When it comes around to technical analysis and candlestick patterns, there’s hardly any dearth of reversal indicators, and one such trend reversal indicator that many traders use to take their positional trades is the counterattack candlestick pattern, and below is everything that one needs to know about this unique technical indicator.
- Counterattack candlestick pattern – an overview
It is also known as the counterattack lines candlestick pattern. This indicator involves two candlesticks that move in opposite directions, and it is useful for identifying trend reversals. It can either occur during an uptrend or a downtrend, but when it occurs during a downtrend, the indicator is known as a bullish counterattack pattern, and when it occurs during an uptrend, the indicator is to be termed as a bearish counterattack pattern.
- How to use the counterattack candlestick pattern?
Spotting the pattern is one thing, but entering into a trade using the identified pattern has been a whole other ball game, and therefore, here are some of the key pointers that one should keep in mind before entering into a trade based on the counterattack lines candlestick pattern.

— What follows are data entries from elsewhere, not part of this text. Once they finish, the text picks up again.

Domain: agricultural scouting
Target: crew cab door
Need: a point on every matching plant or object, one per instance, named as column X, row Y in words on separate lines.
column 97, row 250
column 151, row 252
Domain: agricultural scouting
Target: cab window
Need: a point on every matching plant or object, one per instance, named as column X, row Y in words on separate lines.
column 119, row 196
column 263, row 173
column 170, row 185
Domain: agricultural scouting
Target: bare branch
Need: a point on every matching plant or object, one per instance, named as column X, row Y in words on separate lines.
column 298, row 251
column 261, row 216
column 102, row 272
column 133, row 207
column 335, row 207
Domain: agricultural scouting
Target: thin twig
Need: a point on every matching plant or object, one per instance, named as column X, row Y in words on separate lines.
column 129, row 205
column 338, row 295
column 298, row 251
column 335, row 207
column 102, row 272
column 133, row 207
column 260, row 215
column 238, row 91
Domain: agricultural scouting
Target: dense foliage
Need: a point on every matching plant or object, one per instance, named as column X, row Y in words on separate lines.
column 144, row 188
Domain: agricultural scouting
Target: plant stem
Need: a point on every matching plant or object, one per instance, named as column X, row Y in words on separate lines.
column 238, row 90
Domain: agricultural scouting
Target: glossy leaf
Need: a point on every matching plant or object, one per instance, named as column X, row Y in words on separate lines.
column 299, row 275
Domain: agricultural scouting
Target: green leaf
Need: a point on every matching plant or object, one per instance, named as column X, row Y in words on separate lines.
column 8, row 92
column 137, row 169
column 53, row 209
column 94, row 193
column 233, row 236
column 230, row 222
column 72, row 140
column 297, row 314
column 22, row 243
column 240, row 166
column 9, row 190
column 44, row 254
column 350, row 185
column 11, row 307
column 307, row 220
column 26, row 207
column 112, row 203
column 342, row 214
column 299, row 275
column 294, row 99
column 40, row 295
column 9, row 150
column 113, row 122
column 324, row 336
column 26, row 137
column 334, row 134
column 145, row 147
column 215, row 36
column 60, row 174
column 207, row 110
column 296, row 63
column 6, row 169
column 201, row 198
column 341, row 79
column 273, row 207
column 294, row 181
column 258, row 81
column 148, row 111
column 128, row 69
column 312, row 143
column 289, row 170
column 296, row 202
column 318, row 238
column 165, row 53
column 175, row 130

- Firstly one should look out for a hard trend, while it can either be a bullish trend or a bearish trend.
- Once one has identified the trend, look out for a candle that either opens with a ‘gap up’ or ‘gap down’, and the openings should be in line with the current trend.
- Observe the movement of this candle, and the candle’s movement should be in a direction that’s opposite to the prevailing trend.
- Once that condition is satisfied, one should ensure that the candle that’s moving in the opposite direction closes near the point of the previous day’s close.
- A pattern can be called a counterattack lines candlestick only if it can satisfy all the above conditions.
- Once the pattern is be able to identified accurately, it is advisable to wait for a confirmation candle before taking up a position, for instance, in the event of a bullish counterattack pattern, one should consider entering into a trade only if the candle that appears after the pattern is bullish, or otherwise, the bullish reversal is said to have failed.
Since the counterattack lines of a candlestick pattern are quite specific and occur rarely, it is advisable to combine them with other technical indicators before one takes a trading decision. In this way, one can minimise the chances of the trade taking an unexpected turn.